The film is based on a 1917 Broadway play which starred a young Fay Bainter.

==Plot==
As described in a film magazine, during August 1914 Ruth Sherwood, an American traveling through Belgium with her parents, is left behind in Beaupre while sending a message to her fiancé in Paris. She is compelled to seek shelter at the Hotel Tete d'Or as there are no more trains that day. Here she meets another American, Wilfred Ferrers. Ruth's passport is stolen by Olga Karnovitch, a Russian spy, who leaves her Russian passport in Ruth's hands.

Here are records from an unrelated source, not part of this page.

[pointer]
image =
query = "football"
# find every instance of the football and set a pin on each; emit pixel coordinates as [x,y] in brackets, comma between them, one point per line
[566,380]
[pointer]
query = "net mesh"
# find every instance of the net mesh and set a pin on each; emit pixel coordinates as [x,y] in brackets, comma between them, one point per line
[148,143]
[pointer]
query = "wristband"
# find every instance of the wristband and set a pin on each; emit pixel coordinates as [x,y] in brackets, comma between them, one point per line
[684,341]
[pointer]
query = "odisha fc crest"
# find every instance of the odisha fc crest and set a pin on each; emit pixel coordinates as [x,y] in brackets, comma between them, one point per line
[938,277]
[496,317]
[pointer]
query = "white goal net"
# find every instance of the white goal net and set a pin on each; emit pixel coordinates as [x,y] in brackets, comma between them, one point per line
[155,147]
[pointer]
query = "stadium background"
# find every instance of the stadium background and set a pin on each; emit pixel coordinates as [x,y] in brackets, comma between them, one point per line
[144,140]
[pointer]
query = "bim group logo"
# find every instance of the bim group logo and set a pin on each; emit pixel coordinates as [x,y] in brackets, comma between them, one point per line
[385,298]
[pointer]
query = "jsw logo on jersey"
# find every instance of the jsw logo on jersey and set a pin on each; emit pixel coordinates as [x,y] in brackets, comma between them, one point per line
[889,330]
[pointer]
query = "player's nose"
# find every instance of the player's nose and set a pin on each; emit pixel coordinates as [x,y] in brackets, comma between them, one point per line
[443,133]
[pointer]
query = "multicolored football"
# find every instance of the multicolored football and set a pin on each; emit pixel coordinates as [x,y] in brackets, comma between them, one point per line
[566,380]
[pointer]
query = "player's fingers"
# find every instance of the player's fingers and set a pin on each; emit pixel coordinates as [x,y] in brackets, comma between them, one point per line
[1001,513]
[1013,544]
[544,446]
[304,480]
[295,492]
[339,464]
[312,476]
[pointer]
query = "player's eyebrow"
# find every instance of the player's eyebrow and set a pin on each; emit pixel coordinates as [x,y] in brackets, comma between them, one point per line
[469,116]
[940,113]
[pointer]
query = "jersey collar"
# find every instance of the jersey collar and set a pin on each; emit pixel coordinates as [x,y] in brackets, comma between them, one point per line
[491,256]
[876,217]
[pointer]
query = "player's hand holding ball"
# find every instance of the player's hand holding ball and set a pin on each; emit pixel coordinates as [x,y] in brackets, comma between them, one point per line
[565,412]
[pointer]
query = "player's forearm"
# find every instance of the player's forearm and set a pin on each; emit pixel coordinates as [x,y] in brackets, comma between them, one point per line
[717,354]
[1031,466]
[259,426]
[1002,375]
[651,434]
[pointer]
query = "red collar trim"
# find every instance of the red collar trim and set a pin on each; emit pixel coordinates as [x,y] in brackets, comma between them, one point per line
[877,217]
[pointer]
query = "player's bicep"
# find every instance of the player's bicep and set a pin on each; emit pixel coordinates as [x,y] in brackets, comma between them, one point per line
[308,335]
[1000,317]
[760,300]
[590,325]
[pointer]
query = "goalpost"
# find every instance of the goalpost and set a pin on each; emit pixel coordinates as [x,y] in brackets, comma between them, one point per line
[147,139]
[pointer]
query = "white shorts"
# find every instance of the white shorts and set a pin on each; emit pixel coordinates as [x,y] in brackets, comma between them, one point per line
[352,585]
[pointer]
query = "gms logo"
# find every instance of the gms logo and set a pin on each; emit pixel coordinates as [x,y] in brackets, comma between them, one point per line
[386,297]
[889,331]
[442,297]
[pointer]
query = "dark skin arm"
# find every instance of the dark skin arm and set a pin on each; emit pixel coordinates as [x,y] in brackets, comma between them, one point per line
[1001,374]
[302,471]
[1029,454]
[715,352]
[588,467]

The town is invaded by Germans who are headed towards Paris, and they make the inn their headquarters. Ferrers is discovered destroying the Russian passport and is ordered to be shot at once. Ruth comes to his assistance by claiming that he is her fiancé. The German officer is skeptical, and he orders that they be married at once. The ceremony is held beneath the upheld swords of the Germans, and an embarrassing night follows as the couple retire to their room. Ferrers overcomes the sentinel at their door, dons his uniform, and forces the General at the point of a gun to give them a pass to get through the German lines into France.

In the meantime, Jack Martin, Ruth's fiancé, arrives, but she says that he is her chauffeur. Ferrers gives Jack the pass, but Ruth refuses to leave Ferrers, having fallen in love with her "husband." The Germans receive orders to move on and as Ferrers enters the inn to urge Ruth to depart at once, he is shot by the outraged General. Ruth borrows a smock from the innkeeper and with Ferrers makes her escape across the border into France.

==Cast==
- Billie Burke as Ruth Sherwood
- Thomas Meighan as Wilfred Ferrers
- Louise Bates as Olga Karnovitch
- J. Malcolm Dunn as Eugene
- Arthur Bauer as Burgomaster
- William David as Jack Martin
- George S. Trimble as The General
- Harry Lee
- May De Lacy (uncredited)

==Survival status==
A copy of Arms and the Girl is preserved at the George Eastman House Motion Picture Collection in Rochester, New York.